WHEN it was announced that Trust Me (BBC1, Tuesday, 9pm), the drama that starred Jodie Whittaker as a nurse impersonating a doctor, was returning, the pulse quickened to a worrying rate.
“How can this be true?” I asked myself, given there was no one else around at the time. “Whittaker has become an international icon, starring as Doctojodfir Who? She won’t have time, even if she is a Time Lord, to leap back to Edinburgh to pretend she’s an A&E specialist.”
Further thoughts ran into the mix, such as: the first series wasn’t that great anyway. As well as having a fairly unbelievable premise, it didn’t go close enough to develop the paradox between a woman who cares deeply about her patients/mankind – yet was prepared to risk their lives at any moment.

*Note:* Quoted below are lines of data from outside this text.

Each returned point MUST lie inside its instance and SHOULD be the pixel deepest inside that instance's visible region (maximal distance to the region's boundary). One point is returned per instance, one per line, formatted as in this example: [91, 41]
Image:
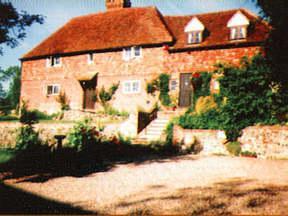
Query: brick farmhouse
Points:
[132, 46]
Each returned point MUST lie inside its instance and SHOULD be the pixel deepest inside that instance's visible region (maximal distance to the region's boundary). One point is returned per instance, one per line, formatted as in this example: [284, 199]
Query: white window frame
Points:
[173, 87]
[235, 32]
[130, 89]
[90, 58]
[54, 86]
[194, 37]
[129, 53]
[50, 62]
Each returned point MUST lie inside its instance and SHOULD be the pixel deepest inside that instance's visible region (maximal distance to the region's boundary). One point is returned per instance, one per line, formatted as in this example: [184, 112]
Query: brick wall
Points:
[111, 69]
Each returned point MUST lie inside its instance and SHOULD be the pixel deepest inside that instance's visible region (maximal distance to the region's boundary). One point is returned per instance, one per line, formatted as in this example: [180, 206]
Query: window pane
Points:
[49, 90]
[137, 51]
[56, 89]
[135, 87]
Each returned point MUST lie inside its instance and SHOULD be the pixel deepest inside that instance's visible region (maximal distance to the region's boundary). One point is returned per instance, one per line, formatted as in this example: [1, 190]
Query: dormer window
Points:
[194, 30]
[194, 37]
[238, 32]
[54, 61]
[238, 25]
[132, 52]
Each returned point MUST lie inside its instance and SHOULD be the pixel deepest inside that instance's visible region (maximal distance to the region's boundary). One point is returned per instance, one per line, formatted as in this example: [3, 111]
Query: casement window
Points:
[195, 37]
[90, 58]
[173, 85]
[131, 87]
[132, 52]
[239, 32]
[53, 89]
[54, 61]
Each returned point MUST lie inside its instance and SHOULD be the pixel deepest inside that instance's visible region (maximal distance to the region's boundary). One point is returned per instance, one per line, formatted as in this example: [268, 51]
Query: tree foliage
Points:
[13, 24]
[277, 45]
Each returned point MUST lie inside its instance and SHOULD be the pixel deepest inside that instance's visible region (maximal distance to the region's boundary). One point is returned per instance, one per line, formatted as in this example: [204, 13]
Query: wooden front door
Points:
[89, 98]
[185, 97]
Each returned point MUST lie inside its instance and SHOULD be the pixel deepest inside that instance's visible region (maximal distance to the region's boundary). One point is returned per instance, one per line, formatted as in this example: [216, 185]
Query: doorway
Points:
[186, 90]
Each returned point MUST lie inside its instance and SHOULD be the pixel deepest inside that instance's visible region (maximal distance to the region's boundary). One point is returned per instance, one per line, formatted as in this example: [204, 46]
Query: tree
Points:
[277, 45]
[13, 94]
[13, 24]
[12, 76]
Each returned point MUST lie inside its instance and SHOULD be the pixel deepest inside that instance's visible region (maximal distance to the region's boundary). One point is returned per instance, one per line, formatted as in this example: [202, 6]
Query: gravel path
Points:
[109, 191]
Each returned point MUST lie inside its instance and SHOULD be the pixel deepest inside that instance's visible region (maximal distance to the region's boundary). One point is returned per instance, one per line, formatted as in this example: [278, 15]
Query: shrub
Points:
[234, 148]
[204, 104]
[83, 135]
[106, 96]
[27, 138]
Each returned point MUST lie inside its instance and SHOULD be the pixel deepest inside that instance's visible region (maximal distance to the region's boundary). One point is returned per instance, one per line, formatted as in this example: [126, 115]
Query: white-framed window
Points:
[90, 58]
[238, 32]
[132, 52]
[54, 61]
[195, 37]
[53, 89]
[173, 85]
[131, 86]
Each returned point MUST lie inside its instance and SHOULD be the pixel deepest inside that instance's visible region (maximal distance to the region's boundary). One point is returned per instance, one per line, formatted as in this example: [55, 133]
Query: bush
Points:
[204, 104]
[83, 135]
[27, 138]
[234, 148]
[106, 96]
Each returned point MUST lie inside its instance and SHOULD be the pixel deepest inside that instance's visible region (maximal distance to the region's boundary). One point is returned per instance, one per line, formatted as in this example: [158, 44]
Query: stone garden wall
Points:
[265, 141]
[47, 131]
[211, 141]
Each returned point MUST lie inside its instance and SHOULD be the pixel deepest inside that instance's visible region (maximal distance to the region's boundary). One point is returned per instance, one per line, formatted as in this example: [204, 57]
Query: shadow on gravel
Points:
[234, 197]
[15, 201]
[40, 165]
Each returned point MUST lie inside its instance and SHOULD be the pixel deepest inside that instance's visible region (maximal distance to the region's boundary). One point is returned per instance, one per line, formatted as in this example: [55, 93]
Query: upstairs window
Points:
[194, 37]
[90, 58]
[132, 52]
[131, 87]
[238, 32]
[54, 61]
[238, 25]
[53, 89]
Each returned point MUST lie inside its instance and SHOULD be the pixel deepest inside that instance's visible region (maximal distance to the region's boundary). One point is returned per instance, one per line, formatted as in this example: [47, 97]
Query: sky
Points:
[58, 12]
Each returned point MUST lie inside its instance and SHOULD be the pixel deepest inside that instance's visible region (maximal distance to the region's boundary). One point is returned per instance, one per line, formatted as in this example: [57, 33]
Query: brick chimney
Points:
[116, 4]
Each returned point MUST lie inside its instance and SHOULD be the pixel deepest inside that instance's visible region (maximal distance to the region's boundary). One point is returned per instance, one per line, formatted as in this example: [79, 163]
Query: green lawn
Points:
[6, 155]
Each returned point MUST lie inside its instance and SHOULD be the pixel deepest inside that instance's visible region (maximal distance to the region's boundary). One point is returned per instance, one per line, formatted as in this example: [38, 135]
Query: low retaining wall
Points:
[47, 131]
[266, 141]
[211, 141]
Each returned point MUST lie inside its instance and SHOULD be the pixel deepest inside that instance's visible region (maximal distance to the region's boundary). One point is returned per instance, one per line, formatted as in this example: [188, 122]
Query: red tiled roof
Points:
[217, 33]
[112, 29]
[142, 26]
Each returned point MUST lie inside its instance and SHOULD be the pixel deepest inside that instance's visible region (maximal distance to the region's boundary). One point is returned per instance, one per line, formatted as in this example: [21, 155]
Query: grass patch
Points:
[6, 155]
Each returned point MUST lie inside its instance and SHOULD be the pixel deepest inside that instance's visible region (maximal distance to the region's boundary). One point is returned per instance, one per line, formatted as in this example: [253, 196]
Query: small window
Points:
[238, 32]
[54, 61]
[53, 89]
[132, 52]
[131, 87]
[137, 52]
[90, 58]
[173, 85]
[127, 53]
[194, 37]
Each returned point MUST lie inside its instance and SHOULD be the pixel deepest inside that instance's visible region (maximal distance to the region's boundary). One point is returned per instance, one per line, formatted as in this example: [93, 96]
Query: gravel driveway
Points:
[186, 184]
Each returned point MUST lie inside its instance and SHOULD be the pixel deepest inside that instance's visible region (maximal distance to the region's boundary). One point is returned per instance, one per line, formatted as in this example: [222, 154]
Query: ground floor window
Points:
[131, 86]
[53, 89]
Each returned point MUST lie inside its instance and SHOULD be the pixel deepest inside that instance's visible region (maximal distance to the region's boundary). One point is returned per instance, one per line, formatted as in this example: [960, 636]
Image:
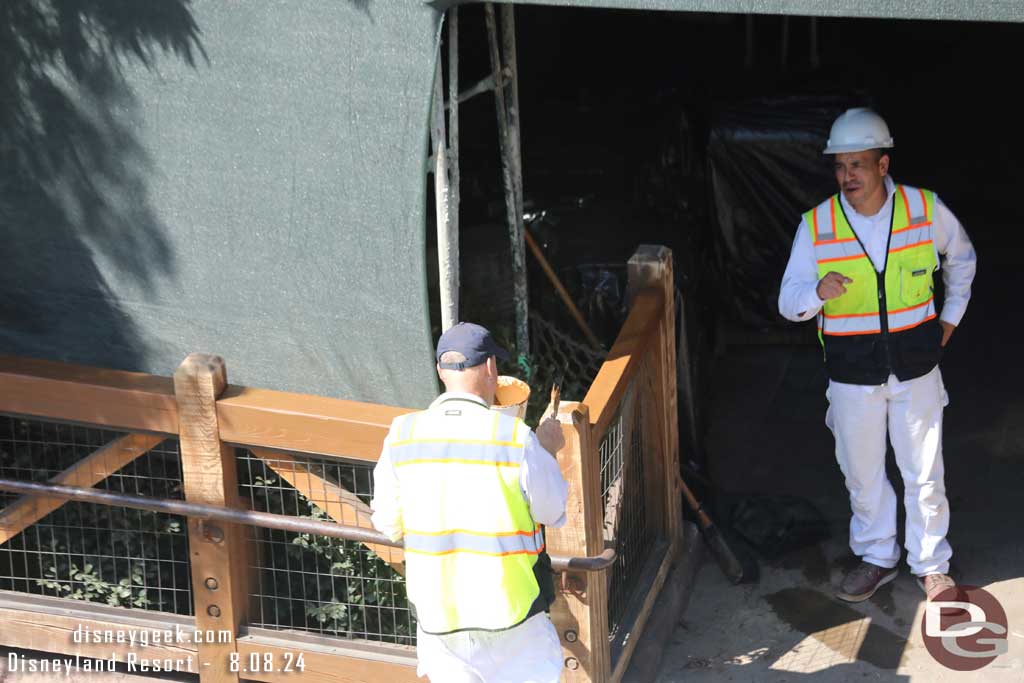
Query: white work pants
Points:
[526, 653]
[857, 417]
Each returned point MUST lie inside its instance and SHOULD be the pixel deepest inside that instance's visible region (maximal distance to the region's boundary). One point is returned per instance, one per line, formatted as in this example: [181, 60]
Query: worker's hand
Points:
[947, 331]
[833, 286]
[549, 433]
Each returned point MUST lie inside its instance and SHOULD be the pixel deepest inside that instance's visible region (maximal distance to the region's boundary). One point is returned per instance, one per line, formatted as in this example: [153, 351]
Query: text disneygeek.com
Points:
[279, 660]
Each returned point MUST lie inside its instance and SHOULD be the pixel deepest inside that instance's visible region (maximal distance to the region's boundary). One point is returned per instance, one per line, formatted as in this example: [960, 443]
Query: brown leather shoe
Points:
[863, 581]
[934, 584]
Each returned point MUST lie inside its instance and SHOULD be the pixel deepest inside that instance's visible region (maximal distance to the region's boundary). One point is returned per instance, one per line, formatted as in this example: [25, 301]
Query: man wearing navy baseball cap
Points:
[467, 488]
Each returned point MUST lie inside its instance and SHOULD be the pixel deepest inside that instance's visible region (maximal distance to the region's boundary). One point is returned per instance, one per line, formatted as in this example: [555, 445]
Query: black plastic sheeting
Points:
[766, 169]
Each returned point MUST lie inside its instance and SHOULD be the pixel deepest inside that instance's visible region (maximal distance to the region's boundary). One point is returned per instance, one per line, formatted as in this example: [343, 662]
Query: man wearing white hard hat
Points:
[863, 263]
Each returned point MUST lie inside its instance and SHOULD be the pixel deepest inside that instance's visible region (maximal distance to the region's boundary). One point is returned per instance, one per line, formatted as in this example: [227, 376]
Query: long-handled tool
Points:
[737, 567]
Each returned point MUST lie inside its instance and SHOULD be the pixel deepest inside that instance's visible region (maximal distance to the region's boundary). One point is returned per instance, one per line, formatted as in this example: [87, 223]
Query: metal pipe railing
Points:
[267, 519]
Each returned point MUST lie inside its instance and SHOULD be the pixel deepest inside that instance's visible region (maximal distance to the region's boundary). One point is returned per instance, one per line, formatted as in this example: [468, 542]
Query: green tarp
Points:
[244, 178]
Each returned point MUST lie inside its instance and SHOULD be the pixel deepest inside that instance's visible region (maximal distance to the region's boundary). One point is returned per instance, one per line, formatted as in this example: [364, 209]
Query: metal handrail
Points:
[267, 519]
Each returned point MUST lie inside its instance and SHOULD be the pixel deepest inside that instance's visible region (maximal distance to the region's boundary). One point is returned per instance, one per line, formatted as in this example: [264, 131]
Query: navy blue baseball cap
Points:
[473, 341]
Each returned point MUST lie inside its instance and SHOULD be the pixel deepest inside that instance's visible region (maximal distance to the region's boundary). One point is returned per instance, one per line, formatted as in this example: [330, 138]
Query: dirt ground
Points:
[767, 435]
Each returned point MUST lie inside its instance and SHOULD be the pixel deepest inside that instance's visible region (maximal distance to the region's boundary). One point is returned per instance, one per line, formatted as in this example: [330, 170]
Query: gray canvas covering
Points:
[244, 178]
[264, 203]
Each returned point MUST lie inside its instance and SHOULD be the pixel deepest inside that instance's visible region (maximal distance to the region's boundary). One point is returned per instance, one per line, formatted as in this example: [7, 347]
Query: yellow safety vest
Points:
[470, 541]
[899, 298]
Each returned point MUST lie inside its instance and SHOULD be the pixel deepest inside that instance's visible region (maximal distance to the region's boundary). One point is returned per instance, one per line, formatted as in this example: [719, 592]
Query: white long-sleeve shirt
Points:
[540, 478]
[798, 298]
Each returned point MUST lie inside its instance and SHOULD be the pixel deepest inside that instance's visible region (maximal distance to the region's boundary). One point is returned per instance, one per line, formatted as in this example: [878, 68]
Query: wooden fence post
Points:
[581, 611]
[651, 266]
[217, 551]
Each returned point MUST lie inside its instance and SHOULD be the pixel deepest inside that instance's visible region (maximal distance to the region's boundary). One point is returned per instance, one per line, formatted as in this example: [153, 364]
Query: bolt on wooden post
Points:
[217, 550]
[581, 610]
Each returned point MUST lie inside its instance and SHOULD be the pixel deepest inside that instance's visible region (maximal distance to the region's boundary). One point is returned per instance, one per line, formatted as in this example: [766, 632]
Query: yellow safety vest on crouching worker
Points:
[470, 541]
[885, 322]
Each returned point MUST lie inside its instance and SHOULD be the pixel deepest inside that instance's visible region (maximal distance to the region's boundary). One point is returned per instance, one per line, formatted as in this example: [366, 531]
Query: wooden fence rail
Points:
[621, 457]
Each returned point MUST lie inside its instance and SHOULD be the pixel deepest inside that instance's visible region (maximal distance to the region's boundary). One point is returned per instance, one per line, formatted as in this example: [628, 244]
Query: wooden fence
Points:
[312, 458]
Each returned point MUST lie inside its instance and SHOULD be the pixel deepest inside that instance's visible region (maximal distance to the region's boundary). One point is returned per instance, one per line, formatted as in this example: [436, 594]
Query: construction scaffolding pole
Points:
[453, 157]
[507, 108]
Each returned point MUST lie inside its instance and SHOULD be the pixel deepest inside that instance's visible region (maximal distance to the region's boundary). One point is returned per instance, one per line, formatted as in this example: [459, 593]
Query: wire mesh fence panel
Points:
[314, 583]
[626, 512]
[84, 551]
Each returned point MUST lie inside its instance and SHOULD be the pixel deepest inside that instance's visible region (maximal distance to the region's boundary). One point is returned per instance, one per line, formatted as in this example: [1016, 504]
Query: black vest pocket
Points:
[916, 350]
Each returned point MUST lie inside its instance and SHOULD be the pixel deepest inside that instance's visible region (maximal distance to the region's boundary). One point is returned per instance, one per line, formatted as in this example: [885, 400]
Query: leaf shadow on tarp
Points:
[75, 210]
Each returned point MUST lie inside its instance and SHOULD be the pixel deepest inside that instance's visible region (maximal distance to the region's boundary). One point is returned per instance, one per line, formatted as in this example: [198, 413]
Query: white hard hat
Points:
[856, 130]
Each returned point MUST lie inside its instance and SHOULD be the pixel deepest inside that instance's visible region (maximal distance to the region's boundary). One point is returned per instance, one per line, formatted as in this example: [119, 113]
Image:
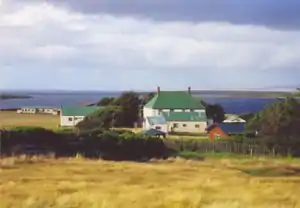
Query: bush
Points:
[113, 145]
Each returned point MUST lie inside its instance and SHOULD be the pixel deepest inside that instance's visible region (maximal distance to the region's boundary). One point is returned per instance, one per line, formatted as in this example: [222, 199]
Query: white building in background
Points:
[71, 116]
[232, 118]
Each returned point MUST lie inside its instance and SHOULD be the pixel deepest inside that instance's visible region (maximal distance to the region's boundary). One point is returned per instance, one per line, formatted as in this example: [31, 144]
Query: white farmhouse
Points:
[175, 111]
[231, 118]
[71, 116]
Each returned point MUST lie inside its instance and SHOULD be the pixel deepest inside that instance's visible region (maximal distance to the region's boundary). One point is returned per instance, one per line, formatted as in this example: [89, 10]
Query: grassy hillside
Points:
[175, 183]
[13, 119]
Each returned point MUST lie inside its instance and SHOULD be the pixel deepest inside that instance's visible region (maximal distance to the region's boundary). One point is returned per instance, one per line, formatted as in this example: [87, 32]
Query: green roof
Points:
[156, 120]
[78, 110]
[174, 100]
[184, 116]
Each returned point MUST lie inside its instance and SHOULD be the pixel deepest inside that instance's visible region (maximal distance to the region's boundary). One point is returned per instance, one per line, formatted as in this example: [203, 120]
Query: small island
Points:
[13, 96]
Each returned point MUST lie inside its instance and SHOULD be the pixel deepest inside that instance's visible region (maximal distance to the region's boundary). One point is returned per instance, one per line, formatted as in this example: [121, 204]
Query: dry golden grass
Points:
[175, 183]
[13, 119]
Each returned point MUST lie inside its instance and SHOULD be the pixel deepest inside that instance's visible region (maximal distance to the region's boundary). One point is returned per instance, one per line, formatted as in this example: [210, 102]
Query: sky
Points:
[139, 45]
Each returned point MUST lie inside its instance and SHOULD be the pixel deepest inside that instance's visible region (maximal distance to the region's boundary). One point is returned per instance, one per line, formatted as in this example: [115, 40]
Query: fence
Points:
[220, 146]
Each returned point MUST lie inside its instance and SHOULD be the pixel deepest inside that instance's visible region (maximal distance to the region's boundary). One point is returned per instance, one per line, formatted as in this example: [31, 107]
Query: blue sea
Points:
[57, 99]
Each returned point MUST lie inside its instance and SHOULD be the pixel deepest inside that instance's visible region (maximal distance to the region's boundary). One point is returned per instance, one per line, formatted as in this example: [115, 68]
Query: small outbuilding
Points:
[225, 130]
[71, 116]
[153, 132]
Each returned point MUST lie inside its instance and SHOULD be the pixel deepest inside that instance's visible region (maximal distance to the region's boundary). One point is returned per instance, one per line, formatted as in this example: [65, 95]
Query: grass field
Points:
[176, 183]
[13, 119]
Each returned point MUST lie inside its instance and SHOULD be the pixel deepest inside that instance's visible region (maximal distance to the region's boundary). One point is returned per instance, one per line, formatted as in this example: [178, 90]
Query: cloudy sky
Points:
[140, 44]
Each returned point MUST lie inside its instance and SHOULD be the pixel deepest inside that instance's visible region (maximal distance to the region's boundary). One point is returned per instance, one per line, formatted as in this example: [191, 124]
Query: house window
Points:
[217, 136]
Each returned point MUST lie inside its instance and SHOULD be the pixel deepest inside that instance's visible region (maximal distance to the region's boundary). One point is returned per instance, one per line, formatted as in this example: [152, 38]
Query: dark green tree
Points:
[214, 111]
[105, 118]
[130, 105]
[278, 124]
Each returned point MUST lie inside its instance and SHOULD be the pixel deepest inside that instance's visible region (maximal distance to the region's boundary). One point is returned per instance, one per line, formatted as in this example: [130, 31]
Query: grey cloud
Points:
[282, 14]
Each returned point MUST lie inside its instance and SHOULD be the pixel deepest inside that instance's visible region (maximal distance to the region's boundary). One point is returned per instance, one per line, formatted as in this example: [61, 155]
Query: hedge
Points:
[114, 145]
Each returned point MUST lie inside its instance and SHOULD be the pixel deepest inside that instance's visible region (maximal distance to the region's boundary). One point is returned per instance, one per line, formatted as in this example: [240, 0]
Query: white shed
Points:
[71, 116]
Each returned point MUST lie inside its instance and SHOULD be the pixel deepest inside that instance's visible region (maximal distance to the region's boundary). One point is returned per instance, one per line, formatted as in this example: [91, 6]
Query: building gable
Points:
[185, 116]
[174, 100]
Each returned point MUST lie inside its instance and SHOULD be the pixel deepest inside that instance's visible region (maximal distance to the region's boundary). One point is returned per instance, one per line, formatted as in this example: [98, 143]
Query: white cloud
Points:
[39, 35]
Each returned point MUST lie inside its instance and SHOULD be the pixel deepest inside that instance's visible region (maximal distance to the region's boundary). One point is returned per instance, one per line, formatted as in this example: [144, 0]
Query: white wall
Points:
[190, 127]
[148, 112]
[64, 120]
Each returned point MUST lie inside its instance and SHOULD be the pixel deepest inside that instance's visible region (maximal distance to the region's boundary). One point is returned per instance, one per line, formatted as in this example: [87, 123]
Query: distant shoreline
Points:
[13, 96]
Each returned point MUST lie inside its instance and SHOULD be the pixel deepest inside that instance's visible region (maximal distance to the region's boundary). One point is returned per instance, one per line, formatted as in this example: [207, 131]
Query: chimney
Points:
[158, 89]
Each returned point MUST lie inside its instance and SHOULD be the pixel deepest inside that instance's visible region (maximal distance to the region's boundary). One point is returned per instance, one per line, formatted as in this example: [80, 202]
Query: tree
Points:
[110, 116]
[214, 111]
[278, 124]
[130, 103]
[106, 101]
[122, 112]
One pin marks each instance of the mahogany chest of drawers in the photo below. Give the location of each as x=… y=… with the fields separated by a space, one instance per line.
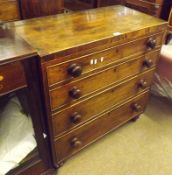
x=96 y=68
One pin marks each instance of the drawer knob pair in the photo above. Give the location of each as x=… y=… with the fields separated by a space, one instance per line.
x=136 y=107
x=76 y=117
x=74 y=70
x=76 y=142
x=148 y=63
x=75 y=93
x=151 y=43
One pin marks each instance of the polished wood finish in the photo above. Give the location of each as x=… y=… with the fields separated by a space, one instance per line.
x=170 y=20
x=59 y=96
x=9 y=10
x=92 y=32
x=37 y=8
x=91 y=63
x=150 y=7
x=12 y=77
x=96 y=104
x=96 y=61
x=19 y=74
x=97 y=128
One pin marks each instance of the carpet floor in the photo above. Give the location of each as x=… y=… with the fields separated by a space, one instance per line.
x=140 y=148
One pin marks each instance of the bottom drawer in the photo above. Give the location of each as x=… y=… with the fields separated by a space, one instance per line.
x=82 y=136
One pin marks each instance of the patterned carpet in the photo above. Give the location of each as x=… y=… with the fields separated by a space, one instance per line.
x=140 y=148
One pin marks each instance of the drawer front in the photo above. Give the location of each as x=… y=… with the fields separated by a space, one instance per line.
x=70 y=70
x=145 y=6
x=70 y=92
x=79 y=138
x=79 y=113
x=12 y=77
x=9 y=10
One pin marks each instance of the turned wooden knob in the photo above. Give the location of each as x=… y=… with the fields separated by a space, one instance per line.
x=151 y=43
x=136 y=107
x=74 y=70
x=143 y=84
x=75 y=93
x=76 y=142
x=148 y=62
x=76 y=117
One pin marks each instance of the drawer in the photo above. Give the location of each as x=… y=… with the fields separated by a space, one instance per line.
x=79 y=113
x=70 y=92
x=145 y=6
x=12 y=77
x=9 y=10
x=70 y=70
x=74 y=141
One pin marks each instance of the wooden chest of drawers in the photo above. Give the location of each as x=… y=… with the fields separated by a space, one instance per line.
x=152 y=7
x=96 y=68
x=9 y=10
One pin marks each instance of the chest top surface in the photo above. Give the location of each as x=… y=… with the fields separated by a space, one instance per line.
x=13 y=47
x=59 y=33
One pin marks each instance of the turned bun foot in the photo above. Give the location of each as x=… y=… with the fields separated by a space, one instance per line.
x=135 y=119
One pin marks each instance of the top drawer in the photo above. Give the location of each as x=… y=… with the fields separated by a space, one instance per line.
x=69 y=70
x=12 y=77
x=9 y=10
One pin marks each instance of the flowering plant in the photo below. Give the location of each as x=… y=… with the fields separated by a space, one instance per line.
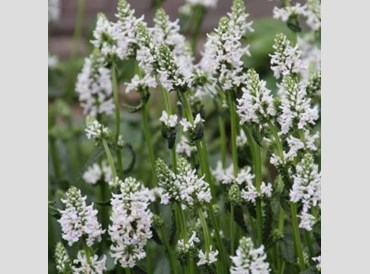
x=215 y=170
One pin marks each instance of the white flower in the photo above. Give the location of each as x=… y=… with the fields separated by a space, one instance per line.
x=183 y=247
x=131 y=222
x=185 y=186
x=318 y=260
x=53 y=10
x=256 y=104
x=103 y=37
x=138 y=84
x=249 y=259
x=62 y=260
x=188 y=126
x=286 y=59
x=94 y=86
x=124 y=31
x=295 y=105
x=184 y=147
x=223 y=51
x=78 y=219
x=94 y=173
x=95 y=130
x=207 y=258
x=93 y=265
x=306 y=221
x=306 y=184
x=52 y=61
x=168 y=120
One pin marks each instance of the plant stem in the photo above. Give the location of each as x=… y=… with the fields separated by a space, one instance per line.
x=149 y=143
x=296 y=235
x=221 y=126
x=169 y=111
x=78 y=27
x=110 y=159
x=256 y=155
x=118 y=119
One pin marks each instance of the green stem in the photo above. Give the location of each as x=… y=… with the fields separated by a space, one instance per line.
x=55 y=160
x=296 y=235
x=206 y=235
x=221 y=126
x=149 y=143
x=78 y=28
x=110 y=159
x=234 y=125
x=169 y=111
x=256 y=155
x=118 y=119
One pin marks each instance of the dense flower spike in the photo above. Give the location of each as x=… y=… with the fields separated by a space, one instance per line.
x=79 y=220
x=295 y=105
x=62 y=260
x=249 y=259
x=103 y=37
x=95 y=130
x=173 y=77
x=94 y=86
x=310 y=11
x=89 y=264
x=184 y=247
x=306 y=189
x=124 y=31
x=184 y=147
x=286 y=59
x=168 y=120
x=131 y=222
x=207 y=258
x=222 y=56
x=185 y=186
x=97 y=172
x=256 y=104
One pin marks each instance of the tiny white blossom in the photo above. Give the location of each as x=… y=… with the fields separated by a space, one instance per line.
x=168 y=120
x=131 y=222
x=93 y=265
x=318 y=260
x=207 y=258
x=249 y=259
x=286 y=59
x=184 y=147
x=79 y=220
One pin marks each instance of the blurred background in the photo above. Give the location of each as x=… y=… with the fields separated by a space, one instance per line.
x=61 y=32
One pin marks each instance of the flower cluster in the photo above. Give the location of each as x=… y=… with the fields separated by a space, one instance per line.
x=79 y=220
x=184 y=147
x=185 y=186
x=295 y=105
x=62 y=260
x=95 y=130
x=94 y=86
x=208 y=257
x=223 y=51
x=286 y=59
x=187 y=246
x=89 y=264
x=256 y=104
x=310 y=11
x=249 y=259
x=245 y=181
x=97 y=172
x=131 y=222
x=306 y=189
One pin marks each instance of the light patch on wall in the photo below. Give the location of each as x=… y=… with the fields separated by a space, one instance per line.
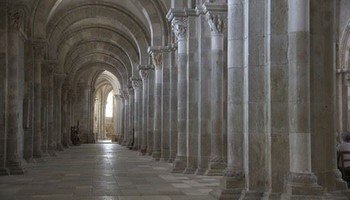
x=109 y=105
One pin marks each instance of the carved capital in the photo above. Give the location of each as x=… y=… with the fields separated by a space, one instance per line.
x=16 y=17
x=216 y=14
x=301 y=178
x=136 y=83
x=179 y=25
x=217 y=22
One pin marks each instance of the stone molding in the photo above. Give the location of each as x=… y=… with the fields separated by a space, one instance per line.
x=39 y=48
x=234 y=173
x=301 y=178
x=50 y=66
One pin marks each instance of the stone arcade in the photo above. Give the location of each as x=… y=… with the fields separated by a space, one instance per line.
x=254 y=91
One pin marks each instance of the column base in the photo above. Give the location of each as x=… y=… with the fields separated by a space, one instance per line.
x=179 y=165
x=150 y=152
x=52 y=153
x=272 y=196
x=143 y=151
x=216 y=168
x=156 y=155
x=37 y=154
x=4 y=171
x=200 y=171
x=189 y=170
x=15 y=168
x=231 y=186
x=59 y=147
x=300 y=186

In any case, a read of programme notes provided the sedative my overactive imagination badly craved. The title of the second series is all that remains from the first.
What we have instead is a new hospital and a new cast and it’s much more of a conspiracy thriller. Corporal Jamie McCain (played by Harry Potter’s Alfred Enoch) has been injured in combat and taken to a Glasgow hospital where he meets eccentric patient Danny Adams (Elliot Cooper), who has a shrine to Doctor Who above his bed (a playful nod to Whttaker’s departure, even if it made creator Dan Sefton have kittens at the time, given he’d written the second series for her).
The pair come to share worrying thoughts on realising mortality rates are higher than they should be for this type of accident and the paralysed patient becomes way more than impatient when he looks suspiciously in the direction of Dr Archie Watson and physio Debbie Dorrell. These two seem too happy with their lot, considering they’re in the life and death business.
Okay, we can assume these two won’t be the killers because they’re played by John Hannah and the wonderful Ashley Jensen, and they’re never going to be cast as bad guys. But there was enough about the first series to check the new one closely for a heartbeat.